Keywords: Case Report, Comparison, Publication Choices, Research, Literature Hierarchy
Introduction
Case reports, defined as “a formal summary of a unique patient and his or her illness, including the presenting signs and symptoms, diagnostic studies, treatment course and outcome” [1], have historically created the foundation for medical literature and provided the vehicle for dissemination of clinically relevant information [2]. In more modern times their value as a medical article was downgraded and it was fixed in a low-ranking position at the bottom of the accepted literature-evidence hierarchy [3, 4].
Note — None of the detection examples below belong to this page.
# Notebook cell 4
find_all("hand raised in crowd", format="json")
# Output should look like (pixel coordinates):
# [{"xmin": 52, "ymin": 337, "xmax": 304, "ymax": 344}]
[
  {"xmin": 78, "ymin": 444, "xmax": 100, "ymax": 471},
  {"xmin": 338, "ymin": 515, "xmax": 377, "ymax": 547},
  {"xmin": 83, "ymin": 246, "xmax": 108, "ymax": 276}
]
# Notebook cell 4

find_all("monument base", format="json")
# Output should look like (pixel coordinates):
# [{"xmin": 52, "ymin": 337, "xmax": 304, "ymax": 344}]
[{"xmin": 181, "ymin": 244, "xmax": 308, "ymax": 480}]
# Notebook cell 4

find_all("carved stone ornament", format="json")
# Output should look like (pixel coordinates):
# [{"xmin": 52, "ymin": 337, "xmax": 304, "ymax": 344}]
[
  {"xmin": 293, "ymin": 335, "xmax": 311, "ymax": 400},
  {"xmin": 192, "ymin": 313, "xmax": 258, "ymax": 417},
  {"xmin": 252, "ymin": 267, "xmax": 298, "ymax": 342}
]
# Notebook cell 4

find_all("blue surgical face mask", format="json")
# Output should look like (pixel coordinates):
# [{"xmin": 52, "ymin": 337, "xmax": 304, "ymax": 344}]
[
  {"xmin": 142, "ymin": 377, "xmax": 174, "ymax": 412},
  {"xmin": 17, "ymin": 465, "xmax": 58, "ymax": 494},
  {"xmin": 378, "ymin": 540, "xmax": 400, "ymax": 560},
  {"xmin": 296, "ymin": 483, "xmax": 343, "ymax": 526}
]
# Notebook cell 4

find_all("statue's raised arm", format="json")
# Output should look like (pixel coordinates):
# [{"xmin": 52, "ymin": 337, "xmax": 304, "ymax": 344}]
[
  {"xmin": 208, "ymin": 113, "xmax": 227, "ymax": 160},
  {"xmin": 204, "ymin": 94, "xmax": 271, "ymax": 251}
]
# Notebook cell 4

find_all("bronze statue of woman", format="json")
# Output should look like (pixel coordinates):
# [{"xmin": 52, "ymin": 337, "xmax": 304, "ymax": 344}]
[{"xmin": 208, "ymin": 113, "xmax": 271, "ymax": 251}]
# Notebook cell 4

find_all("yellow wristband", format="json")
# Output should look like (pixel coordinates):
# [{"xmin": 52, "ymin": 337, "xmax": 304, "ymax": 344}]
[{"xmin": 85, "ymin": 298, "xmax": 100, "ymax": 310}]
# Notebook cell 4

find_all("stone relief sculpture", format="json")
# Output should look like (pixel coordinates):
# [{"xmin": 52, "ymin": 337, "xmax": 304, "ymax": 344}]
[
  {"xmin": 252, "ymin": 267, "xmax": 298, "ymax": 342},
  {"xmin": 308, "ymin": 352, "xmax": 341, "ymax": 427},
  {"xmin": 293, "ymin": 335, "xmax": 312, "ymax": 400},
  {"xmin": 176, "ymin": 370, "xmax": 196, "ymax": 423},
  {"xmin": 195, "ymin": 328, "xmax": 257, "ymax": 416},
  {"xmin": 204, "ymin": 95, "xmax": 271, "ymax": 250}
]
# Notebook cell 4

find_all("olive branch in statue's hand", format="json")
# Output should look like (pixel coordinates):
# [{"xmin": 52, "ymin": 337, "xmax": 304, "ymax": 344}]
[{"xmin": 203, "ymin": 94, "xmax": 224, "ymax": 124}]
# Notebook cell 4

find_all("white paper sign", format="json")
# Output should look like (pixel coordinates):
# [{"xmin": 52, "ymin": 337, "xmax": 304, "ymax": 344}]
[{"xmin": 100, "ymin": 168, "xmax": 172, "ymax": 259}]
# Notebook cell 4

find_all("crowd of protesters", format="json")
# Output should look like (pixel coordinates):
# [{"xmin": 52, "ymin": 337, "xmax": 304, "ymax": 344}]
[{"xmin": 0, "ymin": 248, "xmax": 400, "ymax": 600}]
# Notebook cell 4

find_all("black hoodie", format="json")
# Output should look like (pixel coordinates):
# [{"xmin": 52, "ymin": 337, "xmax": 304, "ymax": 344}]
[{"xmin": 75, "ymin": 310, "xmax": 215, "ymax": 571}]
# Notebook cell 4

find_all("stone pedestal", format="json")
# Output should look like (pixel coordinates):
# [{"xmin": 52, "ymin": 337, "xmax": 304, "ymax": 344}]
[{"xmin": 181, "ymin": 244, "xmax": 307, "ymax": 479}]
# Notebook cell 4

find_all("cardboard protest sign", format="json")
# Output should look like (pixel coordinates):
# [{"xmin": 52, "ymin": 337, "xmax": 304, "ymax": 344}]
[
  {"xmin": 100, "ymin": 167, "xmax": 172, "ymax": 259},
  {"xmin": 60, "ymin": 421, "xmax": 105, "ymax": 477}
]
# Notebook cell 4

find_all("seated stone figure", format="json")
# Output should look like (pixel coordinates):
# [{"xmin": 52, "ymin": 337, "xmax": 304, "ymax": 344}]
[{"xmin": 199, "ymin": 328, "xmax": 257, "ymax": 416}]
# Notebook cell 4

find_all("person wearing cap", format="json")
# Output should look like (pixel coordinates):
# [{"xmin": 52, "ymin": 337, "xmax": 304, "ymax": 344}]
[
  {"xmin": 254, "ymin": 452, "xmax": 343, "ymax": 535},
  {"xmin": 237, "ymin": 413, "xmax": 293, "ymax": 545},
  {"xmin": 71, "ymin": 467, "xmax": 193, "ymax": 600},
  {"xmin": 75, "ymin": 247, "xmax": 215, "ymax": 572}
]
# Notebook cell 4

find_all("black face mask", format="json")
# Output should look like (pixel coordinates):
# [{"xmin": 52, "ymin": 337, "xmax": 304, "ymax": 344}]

It has been said the practice of medical toxicology is based largely upon case report literature and thought to be unique among other specialties in this regard; “Your literature is all case reports.” (personal communication, ICU attending, Jan, 2023), [5]. While this statement’s veracity is debatable, a comparison of case report content in recently published top periodicals from other specialties has not been done and would provide valuable insights into the recent publishing trends within each field to objectively determine case report frequencies between medical concentrations.
We undertook this evaluation to clarify several issues: (1) identify the percentage of case reports published in leading medical toxicology (MT) periodicals annually and overall for the last 5 years, (2) compare the percentage of case reports published in MT journals annually and cumulatively over 5 years with leading journals from emergency medicine (EM) and internal medicine (IM), and (3) Determine and compare trends in publication of case reports over the past 5 years for these medical journals.
Methods
This retrospective review examined 5 years of articles (2018–2022) in 6 U.S.-based medical journals -- MT (Clinical Toxicology, Journal of Medical Toxicology), EM (Annals of Emergency Medicine, Journal of Emergency Medicine) and IM (New England Journal of Medicine, JAMA Internal Medicine). Each article was reviewed by one unblinded reviewer (JBH), with no conflict of interest. Articles were reviewed online at publisher’s website or through the university’s medical library portal. The selection of the EM and IM journals was made based on several factors—a foundational specialty journal paired with one primarily with an on-line presence, high impact factor, and name recognition. This study was determined to be exempt by the East Carolina University and Medical Center Institutional Review Board.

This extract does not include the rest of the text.